結婚も2度目だからこそ!

お願い

ロビーで待つこと30分ほど、楽器の入ったケースと楽譜や衣装が入っているであろう袋を抱え、先輩がやって来た。

いつも仕事帰りでしか先輩を見たことがなかったから、私服姿を見るのは初めて。
丸エリの白いシャツに灰色のジャケット、そしてGパン。

別に普通の私服なのに、先輩が着ているからか余計格好良く見える。


「お待たせ。じゃ行こうか」

「は、はい」


先輩の後ろを追うようにして、私たちは近くの喫茶店に足を運んだ。


少しレトロで、静かな雰囲気の店内。
落ち着いたジャズが、迷惑にならない程度のボリュームで流れている。

空いている席に座る。
先輩は重い荷物を椅子に置いて楽になったからか、ふう、と大きく息を吐いた。

そして一息付いたところで、先輩はメニュー表を見ながら聞く。

「えっと、京香ちゃんはコーヒー飲める人?」

「はい。
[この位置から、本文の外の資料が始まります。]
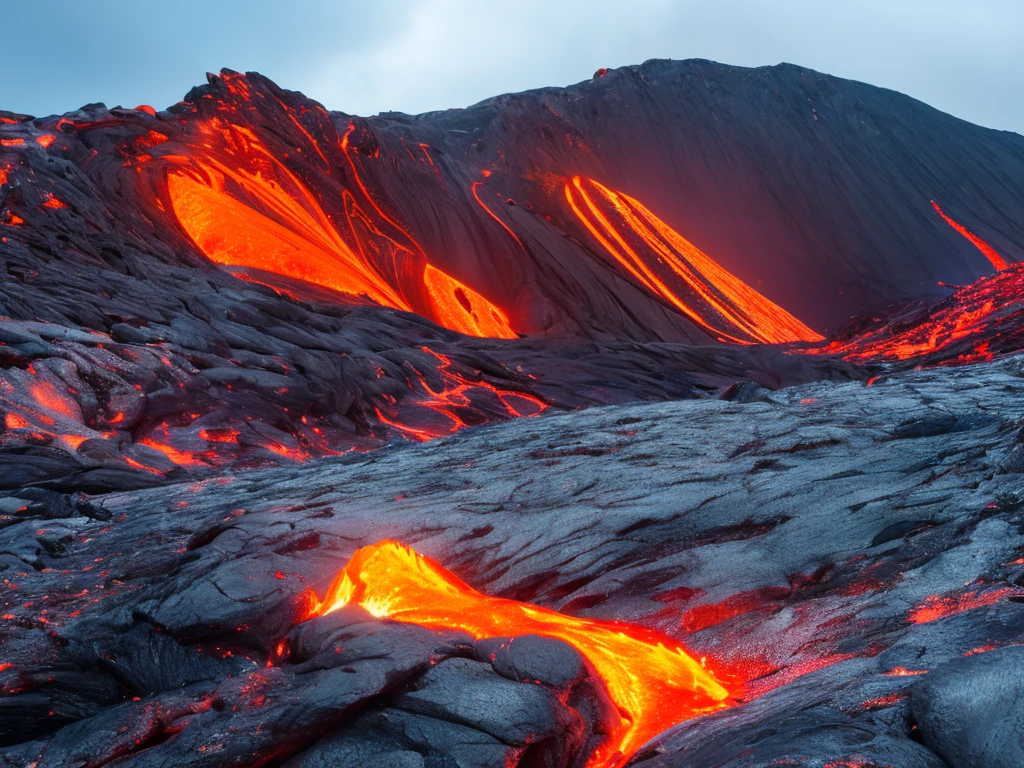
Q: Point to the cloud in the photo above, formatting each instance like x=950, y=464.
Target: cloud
x=415, y=55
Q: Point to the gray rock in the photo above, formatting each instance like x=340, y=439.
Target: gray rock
x=971, y=711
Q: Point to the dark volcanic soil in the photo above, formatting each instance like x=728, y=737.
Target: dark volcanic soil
x=834, y=525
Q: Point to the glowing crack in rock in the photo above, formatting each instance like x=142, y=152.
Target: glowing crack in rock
x=652, y=680
x=668, y=265
x=979, y=320
x=990, y=253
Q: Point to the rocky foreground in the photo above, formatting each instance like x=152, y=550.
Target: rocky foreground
x=848, y=559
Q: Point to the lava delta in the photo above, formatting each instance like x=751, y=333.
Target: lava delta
x=668, y=419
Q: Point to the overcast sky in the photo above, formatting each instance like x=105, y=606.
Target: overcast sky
x=364, y=56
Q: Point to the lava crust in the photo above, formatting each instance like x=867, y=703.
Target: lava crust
x=672, y=418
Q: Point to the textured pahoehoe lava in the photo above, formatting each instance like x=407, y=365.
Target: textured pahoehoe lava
x=670, y=266
x=651, y=678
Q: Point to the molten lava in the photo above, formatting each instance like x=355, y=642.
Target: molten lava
x=990, y=253
x=244, y=208
x=650, y=677
x=670, y=266
x=444, y=408
x=978, y=322
x=459, y=306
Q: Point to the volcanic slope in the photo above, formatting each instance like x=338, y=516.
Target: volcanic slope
x=599, y=221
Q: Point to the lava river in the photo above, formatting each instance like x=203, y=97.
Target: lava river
x=652, y=680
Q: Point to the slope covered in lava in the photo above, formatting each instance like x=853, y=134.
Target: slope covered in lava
x=604, y=222
x=847, y=561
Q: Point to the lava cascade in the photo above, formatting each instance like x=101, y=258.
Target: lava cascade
x=990, y=253
x=441, y=411
x=973, y=325
x=243, y=207
x=651, y=678
x=672, y=267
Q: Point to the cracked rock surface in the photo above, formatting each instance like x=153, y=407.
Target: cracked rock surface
x=846, y=556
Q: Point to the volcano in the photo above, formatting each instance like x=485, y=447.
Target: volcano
x=791, y=534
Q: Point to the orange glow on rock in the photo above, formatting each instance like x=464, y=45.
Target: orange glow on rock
x=52, y=203
x=650, y=677
x=459, y=306
x=670, y=266
x=181, y=458
x=935, y=607
x=990, y=253
x=449, y=402
x=51, y=399
x=972, y=318
x=243, y=208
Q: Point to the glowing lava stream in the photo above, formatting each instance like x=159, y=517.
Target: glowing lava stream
x=652, y=680
x=990, y=253
x=668, y=265
x=278, y=225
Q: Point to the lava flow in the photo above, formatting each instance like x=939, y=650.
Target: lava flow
x=990, y=253
x=244, y=208
x=670, y=266
x=974, y=325
x=652, y=680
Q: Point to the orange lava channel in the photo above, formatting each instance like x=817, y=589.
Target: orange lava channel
x=670, y=266
x=255, y=213
x=650, y=677
x=990, y=253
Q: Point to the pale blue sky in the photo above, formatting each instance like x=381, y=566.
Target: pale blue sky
x=964, y=56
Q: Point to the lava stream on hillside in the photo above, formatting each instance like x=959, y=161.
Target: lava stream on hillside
x=652, y=680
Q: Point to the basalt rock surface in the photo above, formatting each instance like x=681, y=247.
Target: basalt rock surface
x=226, y=326
x=827, y=548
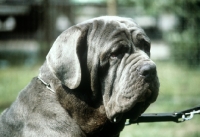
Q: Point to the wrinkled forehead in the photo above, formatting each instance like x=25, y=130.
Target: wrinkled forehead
x=109, y=27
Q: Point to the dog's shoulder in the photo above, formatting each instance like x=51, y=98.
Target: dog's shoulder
x=35, y=112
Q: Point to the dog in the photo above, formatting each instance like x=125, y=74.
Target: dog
x=96, y=75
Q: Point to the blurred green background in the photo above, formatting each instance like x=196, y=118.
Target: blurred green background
x=28, y=28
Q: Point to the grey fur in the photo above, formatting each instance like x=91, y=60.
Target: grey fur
x=98, y=70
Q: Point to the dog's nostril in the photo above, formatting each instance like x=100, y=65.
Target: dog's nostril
x=148, y=70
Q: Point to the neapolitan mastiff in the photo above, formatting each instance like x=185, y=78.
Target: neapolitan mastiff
x=97, y=74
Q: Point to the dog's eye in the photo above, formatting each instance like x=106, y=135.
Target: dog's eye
x=118, y=53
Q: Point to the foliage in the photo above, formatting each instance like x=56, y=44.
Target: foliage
x=185, y=39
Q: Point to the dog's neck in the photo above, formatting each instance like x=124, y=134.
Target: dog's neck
x=88, y=112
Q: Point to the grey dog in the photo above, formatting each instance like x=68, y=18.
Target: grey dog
x=96, y=75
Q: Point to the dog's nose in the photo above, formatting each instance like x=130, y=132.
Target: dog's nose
x=148, y=71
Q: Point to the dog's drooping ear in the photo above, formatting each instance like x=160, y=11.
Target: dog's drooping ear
x=63, y=59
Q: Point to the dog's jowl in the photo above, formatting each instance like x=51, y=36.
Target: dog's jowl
x=96, y=75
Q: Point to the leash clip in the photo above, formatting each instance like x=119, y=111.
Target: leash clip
x=190, y=115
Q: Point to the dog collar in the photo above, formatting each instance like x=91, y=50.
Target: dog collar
x=47, y=85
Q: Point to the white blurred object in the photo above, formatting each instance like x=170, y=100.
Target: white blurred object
x=167, y=22
x=62, y=23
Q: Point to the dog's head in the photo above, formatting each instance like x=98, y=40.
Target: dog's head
x=111, y=56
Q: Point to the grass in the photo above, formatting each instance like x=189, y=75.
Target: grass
x=179, y=90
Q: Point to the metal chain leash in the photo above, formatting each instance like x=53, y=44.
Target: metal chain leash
x=166, y=117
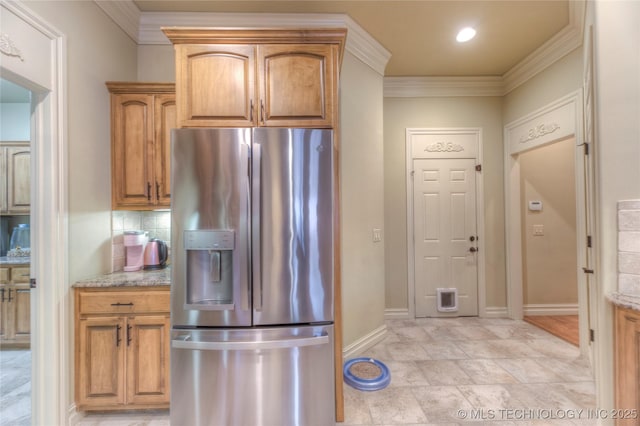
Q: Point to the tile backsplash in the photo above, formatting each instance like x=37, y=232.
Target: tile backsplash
x=629, y=247
x=156, y=223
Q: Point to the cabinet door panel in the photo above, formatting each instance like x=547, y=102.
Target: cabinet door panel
x=215, y=83
x=22, y=313
x=165, y=120
x=148, y=360
x=132, y=128
x=101, y=361
x=19, y=179
x=297, y=83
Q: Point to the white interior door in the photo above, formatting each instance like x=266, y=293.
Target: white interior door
x=445, y=233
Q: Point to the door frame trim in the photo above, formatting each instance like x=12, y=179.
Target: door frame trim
x=50, y=302
x=410, y=133
x=556, y=121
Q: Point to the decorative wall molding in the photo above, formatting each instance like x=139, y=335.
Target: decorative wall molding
x=539, y=131
x=443, y=142
x=547, y=124
x=8, y=47
x=444, y=147
x=144, y=28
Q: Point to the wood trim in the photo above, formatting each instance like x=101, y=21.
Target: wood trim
x=120, y=87
x=200, y=35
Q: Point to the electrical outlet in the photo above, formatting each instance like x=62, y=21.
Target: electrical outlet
x=538, y=230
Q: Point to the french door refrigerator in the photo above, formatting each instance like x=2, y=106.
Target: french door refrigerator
x=252, y=277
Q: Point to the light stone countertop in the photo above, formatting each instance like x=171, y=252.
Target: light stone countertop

大丈夫です」

「じゃあホットでいいかな?」

それに頷くと、先輩は店主にホットコーヒーをふたつ、と注文した。


辺りにコーヒーのいい香りが漂う。
その空間はとても穏やかで、心が安らぐ。


「……で、何かあった?」

店内のいい雰囲気に和んでいると、突然先輩が私に言った。
いきなり言われるものだから、思わずドキッとしてしまう。